If you’re going to raise a healthy and well-behaved Cane Corso, it’s going to be a group effort, so don’t hesitate to include your family in the process!
The Importance of Socializing and Training a Cane Corso
Cane Corsos have been described as having a “vigorous temperament”. Their high energy and willingness to participate in anything can be a positive and a negative thing. This is why the key to having a healthy and non-aggressive Cane Corso is to expose them to other people and dogs as early as possible.
By allowing your Cane Corso puppy to socialize and begin simple training, it is exceedingly less likely to view the rest of the world as a threat when it’s an adult dog. When you adopt a Cane Corso, you’re adopting a dog with the potential to have two extremes: along with high levels of compassion comes high levels of energy, whether that be playful or aggressive. With any dog breed, it can be difficult to differentiate between innocent energy and defensive tactics. So, if a Cane Corso isn’t trained correctly from a young age, it will be even more difficult for an owner to control him in public and around other dogs.
Another reason why socializing and training a Cane Corso from a young age is so important relates to certain stereotypes. Much like Pit Bulls and Rottweilers, Cane Corsos tend to have a bad wrap due to their strength and size. In order to keep you, your family, and others safe, it’s wise and responsible to focus on solid training when you first adopt your Cane Corso puppy.

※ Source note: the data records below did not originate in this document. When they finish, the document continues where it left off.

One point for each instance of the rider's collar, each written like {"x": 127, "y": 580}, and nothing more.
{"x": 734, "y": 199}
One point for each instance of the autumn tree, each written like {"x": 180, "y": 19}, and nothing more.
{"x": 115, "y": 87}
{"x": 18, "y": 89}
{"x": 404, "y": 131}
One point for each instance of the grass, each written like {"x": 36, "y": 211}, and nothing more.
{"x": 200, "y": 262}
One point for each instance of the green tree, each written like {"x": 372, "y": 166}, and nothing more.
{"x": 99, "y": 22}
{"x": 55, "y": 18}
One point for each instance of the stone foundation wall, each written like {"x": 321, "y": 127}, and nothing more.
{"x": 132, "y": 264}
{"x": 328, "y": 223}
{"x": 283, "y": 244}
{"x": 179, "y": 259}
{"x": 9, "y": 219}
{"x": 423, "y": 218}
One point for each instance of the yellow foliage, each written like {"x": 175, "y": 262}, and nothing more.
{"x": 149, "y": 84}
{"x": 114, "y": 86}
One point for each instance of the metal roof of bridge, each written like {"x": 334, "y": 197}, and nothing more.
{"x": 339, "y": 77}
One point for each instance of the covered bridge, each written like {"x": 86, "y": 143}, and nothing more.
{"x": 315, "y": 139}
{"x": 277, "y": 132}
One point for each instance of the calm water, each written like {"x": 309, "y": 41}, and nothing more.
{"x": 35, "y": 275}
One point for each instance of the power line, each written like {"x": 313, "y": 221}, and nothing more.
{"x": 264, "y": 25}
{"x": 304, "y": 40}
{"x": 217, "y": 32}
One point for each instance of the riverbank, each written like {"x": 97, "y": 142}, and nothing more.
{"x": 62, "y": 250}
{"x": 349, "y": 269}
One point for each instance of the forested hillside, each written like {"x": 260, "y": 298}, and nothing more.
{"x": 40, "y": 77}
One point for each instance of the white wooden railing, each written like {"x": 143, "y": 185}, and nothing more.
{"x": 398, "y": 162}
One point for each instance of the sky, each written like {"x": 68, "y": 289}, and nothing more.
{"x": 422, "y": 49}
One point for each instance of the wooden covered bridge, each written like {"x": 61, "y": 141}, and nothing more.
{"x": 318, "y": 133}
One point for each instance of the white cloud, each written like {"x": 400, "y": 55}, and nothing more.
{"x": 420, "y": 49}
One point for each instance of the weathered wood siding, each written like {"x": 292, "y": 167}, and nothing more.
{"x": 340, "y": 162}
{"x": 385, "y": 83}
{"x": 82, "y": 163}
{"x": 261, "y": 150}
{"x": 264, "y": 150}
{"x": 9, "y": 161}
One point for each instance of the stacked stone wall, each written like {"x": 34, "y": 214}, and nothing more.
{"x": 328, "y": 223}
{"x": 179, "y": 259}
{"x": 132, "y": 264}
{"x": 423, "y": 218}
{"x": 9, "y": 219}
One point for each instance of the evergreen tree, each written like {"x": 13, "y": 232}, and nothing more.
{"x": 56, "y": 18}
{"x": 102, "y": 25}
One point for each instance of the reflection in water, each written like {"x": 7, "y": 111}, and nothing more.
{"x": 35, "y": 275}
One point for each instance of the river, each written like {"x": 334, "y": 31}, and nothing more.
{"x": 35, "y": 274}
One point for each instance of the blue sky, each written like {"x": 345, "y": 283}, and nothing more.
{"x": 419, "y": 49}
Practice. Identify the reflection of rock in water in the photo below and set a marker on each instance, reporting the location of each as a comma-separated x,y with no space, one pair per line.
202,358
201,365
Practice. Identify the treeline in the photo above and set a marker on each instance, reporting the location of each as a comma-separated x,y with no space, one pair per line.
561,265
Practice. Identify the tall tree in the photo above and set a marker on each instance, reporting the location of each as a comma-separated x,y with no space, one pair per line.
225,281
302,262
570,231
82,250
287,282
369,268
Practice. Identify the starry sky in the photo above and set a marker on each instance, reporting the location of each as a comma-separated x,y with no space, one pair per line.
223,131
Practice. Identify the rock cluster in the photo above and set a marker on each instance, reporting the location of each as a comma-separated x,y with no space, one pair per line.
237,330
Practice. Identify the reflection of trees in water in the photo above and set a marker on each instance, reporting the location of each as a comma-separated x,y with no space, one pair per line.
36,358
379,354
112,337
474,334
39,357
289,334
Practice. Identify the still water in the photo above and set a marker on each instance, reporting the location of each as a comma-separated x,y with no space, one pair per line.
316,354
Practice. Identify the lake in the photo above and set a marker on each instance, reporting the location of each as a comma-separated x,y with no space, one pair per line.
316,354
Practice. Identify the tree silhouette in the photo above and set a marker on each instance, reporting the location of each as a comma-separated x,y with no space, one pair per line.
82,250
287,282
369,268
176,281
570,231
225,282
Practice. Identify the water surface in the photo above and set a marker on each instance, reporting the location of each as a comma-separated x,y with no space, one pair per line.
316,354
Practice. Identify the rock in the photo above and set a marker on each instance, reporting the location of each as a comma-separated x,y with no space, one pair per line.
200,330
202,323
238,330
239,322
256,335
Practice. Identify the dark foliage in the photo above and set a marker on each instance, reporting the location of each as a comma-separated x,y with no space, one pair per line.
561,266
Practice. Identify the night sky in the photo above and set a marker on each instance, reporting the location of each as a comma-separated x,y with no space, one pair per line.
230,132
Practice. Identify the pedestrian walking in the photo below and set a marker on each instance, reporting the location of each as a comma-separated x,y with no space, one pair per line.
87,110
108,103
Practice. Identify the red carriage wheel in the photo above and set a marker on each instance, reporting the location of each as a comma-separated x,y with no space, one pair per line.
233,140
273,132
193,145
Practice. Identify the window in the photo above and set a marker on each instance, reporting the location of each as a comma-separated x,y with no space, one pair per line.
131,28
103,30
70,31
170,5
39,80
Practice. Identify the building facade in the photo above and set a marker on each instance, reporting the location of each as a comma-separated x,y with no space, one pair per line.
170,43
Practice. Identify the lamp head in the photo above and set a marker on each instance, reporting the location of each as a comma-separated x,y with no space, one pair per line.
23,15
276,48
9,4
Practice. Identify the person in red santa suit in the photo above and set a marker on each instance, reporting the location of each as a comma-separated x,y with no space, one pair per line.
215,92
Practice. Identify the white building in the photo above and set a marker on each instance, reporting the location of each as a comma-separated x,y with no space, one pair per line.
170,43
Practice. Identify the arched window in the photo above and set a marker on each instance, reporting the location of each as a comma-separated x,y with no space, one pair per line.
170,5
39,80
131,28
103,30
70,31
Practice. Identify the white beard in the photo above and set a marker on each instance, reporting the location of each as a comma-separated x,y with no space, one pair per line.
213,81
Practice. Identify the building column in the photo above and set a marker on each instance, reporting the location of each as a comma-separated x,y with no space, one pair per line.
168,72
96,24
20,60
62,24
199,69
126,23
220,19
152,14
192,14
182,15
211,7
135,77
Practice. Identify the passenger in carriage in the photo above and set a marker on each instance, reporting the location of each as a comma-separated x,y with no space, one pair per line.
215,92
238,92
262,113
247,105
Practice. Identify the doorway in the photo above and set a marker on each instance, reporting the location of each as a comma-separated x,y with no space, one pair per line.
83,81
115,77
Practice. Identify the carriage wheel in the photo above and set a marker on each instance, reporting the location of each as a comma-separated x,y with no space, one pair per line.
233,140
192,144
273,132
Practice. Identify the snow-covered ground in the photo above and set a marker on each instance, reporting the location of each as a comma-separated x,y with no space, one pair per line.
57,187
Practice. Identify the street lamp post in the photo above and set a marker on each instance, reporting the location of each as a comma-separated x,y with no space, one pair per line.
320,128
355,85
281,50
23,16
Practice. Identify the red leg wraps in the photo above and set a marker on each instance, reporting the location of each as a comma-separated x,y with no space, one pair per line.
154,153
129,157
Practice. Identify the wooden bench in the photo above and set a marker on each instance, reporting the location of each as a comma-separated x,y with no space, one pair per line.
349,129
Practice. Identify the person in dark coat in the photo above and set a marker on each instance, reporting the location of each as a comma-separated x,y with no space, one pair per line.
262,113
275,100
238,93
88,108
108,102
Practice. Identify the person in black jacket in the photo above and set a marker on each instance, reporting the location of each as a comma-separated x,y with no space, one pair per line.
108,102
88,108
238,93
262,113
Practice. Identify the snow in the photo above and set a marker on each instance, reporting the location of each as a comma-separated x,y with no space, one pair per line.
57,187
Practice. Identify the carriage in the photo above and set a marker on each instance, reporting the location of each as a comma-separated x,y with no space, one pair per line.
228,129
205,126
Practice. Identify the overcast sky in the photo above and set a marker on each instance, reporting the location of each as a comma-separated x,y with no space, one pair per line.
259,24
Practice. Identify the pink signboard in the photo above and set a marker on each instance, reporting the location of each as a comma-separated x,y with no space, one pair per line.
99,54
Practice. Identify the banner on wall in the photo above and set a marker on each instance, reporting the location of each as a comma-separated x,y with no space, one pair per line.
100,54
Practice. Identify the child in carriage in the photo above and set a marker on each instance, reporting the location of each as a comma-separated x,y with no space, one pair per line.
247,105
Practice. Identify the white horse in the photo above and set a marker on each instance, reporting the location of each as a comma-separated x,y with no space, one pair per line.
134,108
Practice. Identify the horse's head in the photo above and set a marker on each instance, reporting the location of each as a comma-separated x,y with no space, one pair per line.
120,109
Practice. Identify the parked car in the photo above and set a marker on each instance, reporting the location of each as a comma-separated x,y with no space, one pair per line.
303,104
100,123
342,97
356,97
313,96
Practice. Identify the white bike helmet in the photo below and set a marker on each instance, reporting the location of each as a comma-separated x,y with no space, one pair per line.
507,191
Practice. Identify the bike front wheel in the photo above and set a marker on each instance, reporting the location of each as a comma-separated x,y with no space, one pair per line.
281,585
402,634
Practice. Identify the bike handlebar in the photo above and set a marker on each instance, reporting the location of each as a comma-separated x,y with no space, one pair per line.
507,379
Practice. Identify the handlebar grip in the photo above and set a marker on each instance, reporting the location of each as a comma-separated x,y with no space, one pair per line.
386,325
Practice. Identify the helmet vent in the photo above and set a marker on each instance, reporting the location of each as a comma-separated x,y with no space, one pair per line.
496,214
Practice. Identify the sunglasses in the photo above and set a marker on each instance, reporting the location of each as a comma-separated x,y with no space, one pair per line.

Families That Shouldn’t Get a Cane Corso
While Cane Corsos are great for nearly every kind of family, they still have some basic needs like space for exercise. Cane Corsos need at least two intense walks or moderate runs per day; in fact, many Cane Corsos compete in agility competitions because of their speed and strength. Therefore, families who don’t have the time or space for this level of physical activity should think twice about adopting a Cane Corso.
Also, because Cane Corsos enjoy the outdoors so much, they will most likely enjoy being left alone a few hours per day to play or nap outside. If your housing situation doesn’t feature a fence or a yard, you may have to make time to take your Cane Corso to a dog park or trail to make sure it gets the fresh air it wants.
Are Cane Corsos Good With Kids?
At first glance, the Cane Corso is intimidating and majestic but it’s extremely compassionate and playful, which is great news if you’re thinking about bringing this dog into your family!
If you’re adopting a rescued adult Cane Corso, that won’t be the safest situation for your family, especially your children. Try to find a breeder who is selling Cane Corso puppies, and immediately start bringing it out in public to interact with other dogs and people.
Cane Corsos are extremely loyal dogs; if you treat them with respect, they will fiercely protect you and lovingly play with your kids.